Another day, another Florida property insurance company finds itself in financial trouble. This time it’s Sunrise, Fla.-based FedNat Insurance Company and its subsidiaries, Maison Insurance and Monarch National Insurance, that are coming under increased scrutiny from regulators.
A pair of documents filed Thursday, one with the federal Securities and Exchange Commission (SEC), the other with the Florida Office of Insurance Regulation (FOIR), combine to paint a bleak picture for the company. FedNat and its subsidiaries serve approximately 152,000 policyholders in Florida and another 96,000 policyholders in Alabama, Louisiana, Mississippi, South Carolina and Texas. But the company recently announced plans to pull out of all other markets except Florida in a bid to shore up its financial footing.
FedNat acknowledged in an 8K filing with the SEC that “there is substantial doubt as to its ability to continue to operate under generally accepted accounting principles (“GAAP”).” For publicly traded companies, an 8K filing is required to notify their shareholders and the Securities and Exchange Commission (SEC) when a “material unforeseen event” occurs.

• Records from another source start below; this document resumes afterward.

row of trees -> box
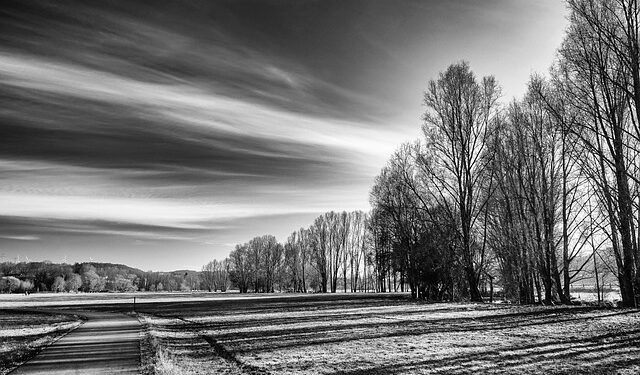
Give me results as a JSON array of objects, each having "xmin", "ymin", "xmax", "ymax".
[
  {"xmin": 553, "ymin": 0, "xmax": 640, "ymax": 307},
  {"xmin": 0, "ymin": 261, "xmax": 204, "ymax": 293},
  {"xmin": 0, "ymin": 262, "xmax": 141, "ymax": 293},
  {"xmin": 0, "ymin": 276, "xmax": 33, "ymax": 294},
  {"xmin": 220, "ymin": 211, "xmax": 373, "ymax": 294},
  {"xmin": 201, "ymin": 259, "xmax": 230, "ymax": 292},
  {"xmin": 369, "ymin": 0, "xmax": 639, "ymax": 306},
  {"xmin": 208, "ymin": 208, "xmax": 463, "ymax": 297},
  {"xmin": 211, "ymin": 0, "xmax": 638, "ymax": 306}
]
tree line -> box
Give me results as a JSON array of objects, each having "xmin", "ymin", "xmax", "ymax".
[
  {"xmin": 369, "ymin": 0, "xmax": 639, "ymax": 306},
  {"xmin": 0, "ymin": 261, "xmax": 202, "ymax": 294},
  {"xmin": 207, "ymin": 0, "xmax": 639, "ymax": 306},
  {"xmin": 223, "ymin": 211, "xmax": 372, "ymax": 294}
]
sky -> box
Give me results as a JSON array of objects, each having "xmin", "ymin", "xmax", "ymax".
[{"xmin": 0, "ymin": 0, "xmax": 568, "ymax": 271}]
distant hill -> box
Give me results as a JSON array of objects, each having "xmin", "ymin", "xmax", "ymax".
[{"xmin": 0, "ymin": 261, "xmax": 203, "ymax": 293}]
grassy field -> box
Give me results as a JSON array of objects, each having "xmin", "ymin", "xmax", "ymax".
[
  {"xmin": 132, "ymin": 294, "xmax": 640, "ymax": 375},
  {"xmin": 2, "ymin": 293, "xmax": 640, "ymax": 374},
  {"xmin": 0, "ymin": 309, "xmax": 83, "ymax": 374}
]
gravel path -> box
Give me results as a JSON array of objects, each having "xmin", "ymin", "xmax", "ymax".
[{"xmin": 11, "ymin": 311, "xmax": 140, "ymax": 375}]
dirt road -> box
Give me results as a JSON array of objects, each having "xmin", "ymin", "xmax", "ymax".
[{"xmin": 11, "ymin": 311, "xmax": 140, "ymax": 374}]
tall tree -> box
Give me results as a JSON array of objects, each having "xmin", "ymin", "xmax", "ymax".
[
  {"xmin": 310, "ymin": 215, "xmax": 329, "ymax": 293},
  {"xmin": 229, "ymin": 244, "xmax": 251, "ymax": 293},
  {"xmin": 553, "ymin": 0, "xmax": 640, "ymax": 306},
  {"xmin": 420, "ymin": 62, "xmax": 501, "ymax": 302},
  {"xmin": 201, "ymin": 261, "xmax": 217, "ymax": 292}
]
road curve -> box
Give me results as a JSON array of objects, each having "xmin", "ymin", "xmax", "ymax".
[{"xmin": 11, "ymin": 311, "xmax": 141, "ymax": 375}]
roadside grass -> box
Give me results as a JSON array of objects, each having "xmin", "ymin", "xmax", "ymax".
[
  {"xmin": 139, "ymin": 326, "xmax": 184, "ymax": 375},
  {"xmin": 135, "ymin": 294, "xmax": 640, "ymax": 375},
  {"xmin": 0, "ymin": 309, "xmax": 82, "ymax": 375},
  {"xmin": 138, "ymin": 313, "xmax": 244, "ymax": 375}
]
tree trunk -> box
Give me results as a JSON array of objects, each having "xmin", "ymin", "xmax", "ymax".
[
  {"xmin": 466, "ymin": 266, "xmax": 483, "ymax": 302},
  {"xmin": 594, "ymin": 251, "xmax": 601, "ymax": 304},
  {"xmin": 562, "ymin": 132, "xmax": 571, "ymax": 301},
  {"xmin": 613, "ymin": 128, "xmax": 637, "ymax": 307},
  {"xmin": 489, "ymin": 276, "xmax": 494, "ymax": 303}
]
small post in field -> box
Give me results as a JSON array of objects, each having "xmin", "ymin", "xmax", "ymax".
[{"xmin": 133, "ymin": 297, "xmax": 136, "ymax": 313}]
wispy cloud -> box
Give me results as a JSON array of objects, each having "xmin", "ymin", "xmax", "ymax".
[
  {"xmin": 0, "ymin": 235, "xmax": 40, "ymax": 241},
  {"xmin": 0, "ymin": 0, "xmax": 567, "ymax": 270}
]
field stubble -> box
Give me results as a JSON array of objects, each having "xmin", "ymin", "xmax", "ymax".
[
  {"xmin": 136, "ymin": 294, "xmax": 640, "ymax": 375},
  {"xmin": 0, "ymin": 309, "xmax": 83, "ymax": 374}
]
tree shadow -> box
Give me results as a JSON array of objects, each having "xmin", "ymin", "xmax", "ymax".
[{"xmin": 118, "ymin": 296, "xmax": 640, "ymax": 374}]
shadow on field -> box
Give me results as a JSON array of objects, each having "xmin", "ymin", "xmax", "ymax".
[
  {"xmin": 333, "ymin": 328, "xmax": 640, "ymax": 375},
  {"xmin": 175, "ymin": 307, "xmax": 637, "ymax": 353},
  {"xmin": 97, "ymin": 294, "xmax": 640, "ymax": 374}
]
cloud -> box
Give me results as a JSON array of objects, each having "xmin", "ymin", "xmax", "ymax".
[
  {"xmin": 0, "ymin": 53, "xmax": 400, "ymax": 175},
  {"xmin": 0, "ymin": 48, "xmax": 402, "ymax": 238},
  {"xmin": 0, "ymin": 210, "xmax": 322, "ymax": 246},
  {"xmin": 0, "ymin": 1, "xmax": 391, "ymax": 122},
  {"xmin": 0, "ymin": 215, "xmax": 208, "ymax": 241},
  {"xmin": 0, "ymin": 235, "xmax": 40, "ymax": 241},
  {"xmin": 0, "ymin": 0, "xmax": 567, "ymax": 270}
]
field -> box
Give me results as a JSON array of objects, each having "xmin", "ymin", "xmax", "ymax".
[
  {"xmin": 0, "ymin": 309, "xmax": 83, "ymax": 374},
  {"xmin": 2, "ymin": 293, "xmax": 640, "ymax": 374},
  {"xmin": 133, "ymin": 294, "xmax": 640, "ymax": 375}
]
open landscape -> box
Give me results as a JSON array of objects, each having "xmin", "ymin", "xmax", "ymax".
[
  {"xmin": 3, "ymin": 0, "xmax": 640, "ymax": 373},
  {"xmin": 2, "ymin": 293, "xmax": 640, "ymax": 374}
]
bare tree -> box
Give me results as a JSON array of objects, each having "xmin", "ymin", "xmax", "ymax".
[
  {"xmin": 553, "ymin": 0, "xmax": 640, "ymax": 306},
  {"xmin": 348, "ymin": 211, "xmax": 367, "ymax": 292},
  {"xmin": 229, "ymin": 244, "xmax": 251, "ymax": 293},
  {"xmin": 420, "ymin": 62, "xmax": 501, "ymax": 302},
  {"xmin": 201, "ymin": 261, "xmax": 216, "ymax": 292},
  {"xmin": 310, "ymin": 215, "xmax": 329, "ymax": 293}
]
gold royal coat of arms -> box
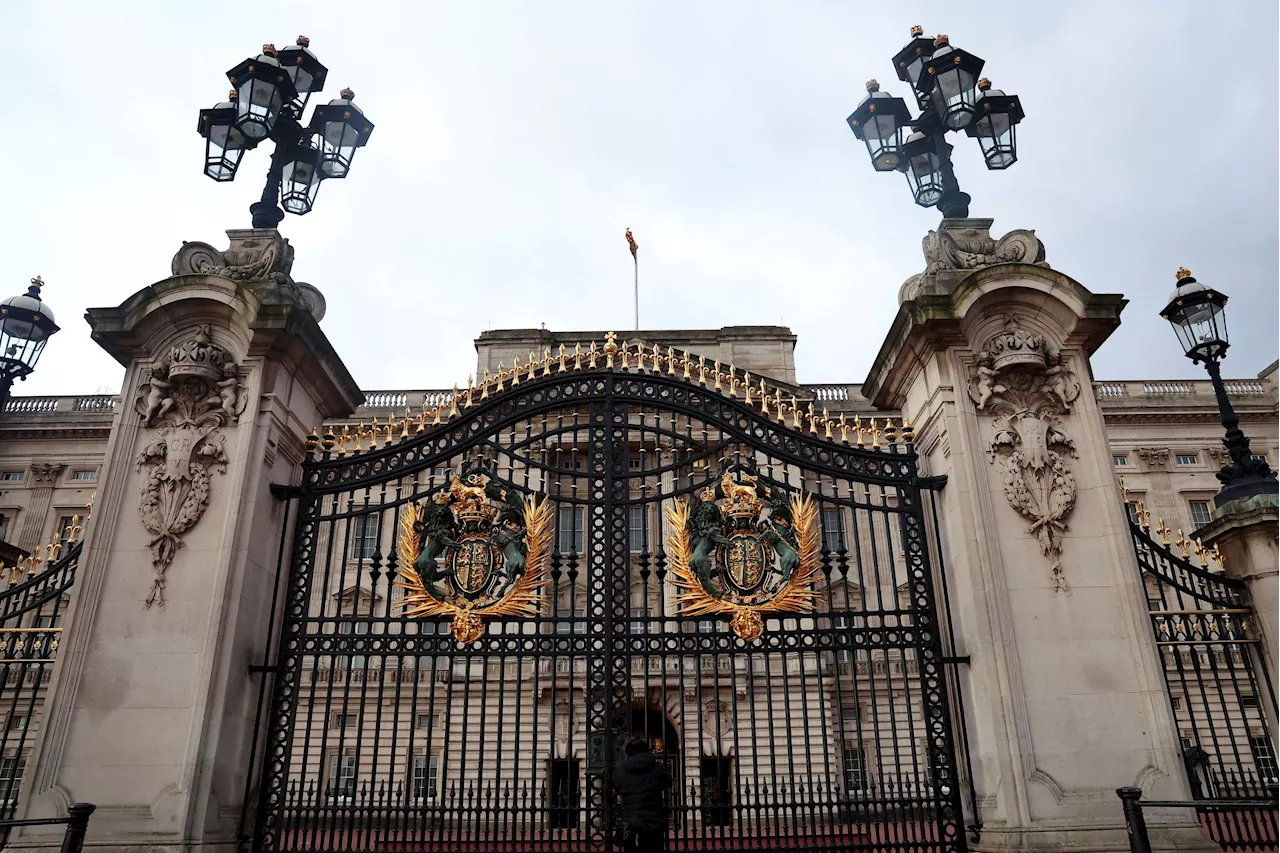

This unforeseen material event may be related to the other document released Thursday by Florida insurance regulators at FOIR. Late Thursday, FedNat entered into a consent agreement with FOIR in which the insurer agreed to file a plan with the state by Friday, April 29, 2022 (one week from today), outlining the insurer’s ability to secure and maintain a financial strength rating that would be acceptable to the secondary mortgage market.
A spokeswoman for FOIR declined to comment on the matter.
Earlier this month, FedNat was downgraded from an “A” rating to an “S” financial stability rating by Demotech, which provides unbiased financial strength ratings to insurance companies. Federally backed mortgage insurers Fannie Mae and Freddie Mac will not underwrite mortgages on properties unless the property insurer is rated “A” by Demotech.
FedNat also recently failed to file its 10k annual report with the Securities and Exchange Commission (SEC), triggering a non-compliance notice from NASDAQ. FedNat has until May 31, 2022 to file the report and has issued a press release stating that it will meet the deadline. However, as mentioned earlier, the 10K filing will include language warning investors of the company’s doubts about its ability to stay in business.
According to the consent agreement with Florida regulators, FedNat must also demonstrate that it can acquire sufficient reinsurance before its renewal date of July 1, 2022, as well as show that the company can support its existing business by obtaining capital. additional and meet its no-Loss and Florida policies.
Florida lawmakers plan to meet in May to deal with a string of failures in Florida’s property and casualty insurance market that has been plagued by lawsuits stemming from claims related to hurricanes and storms in recent years.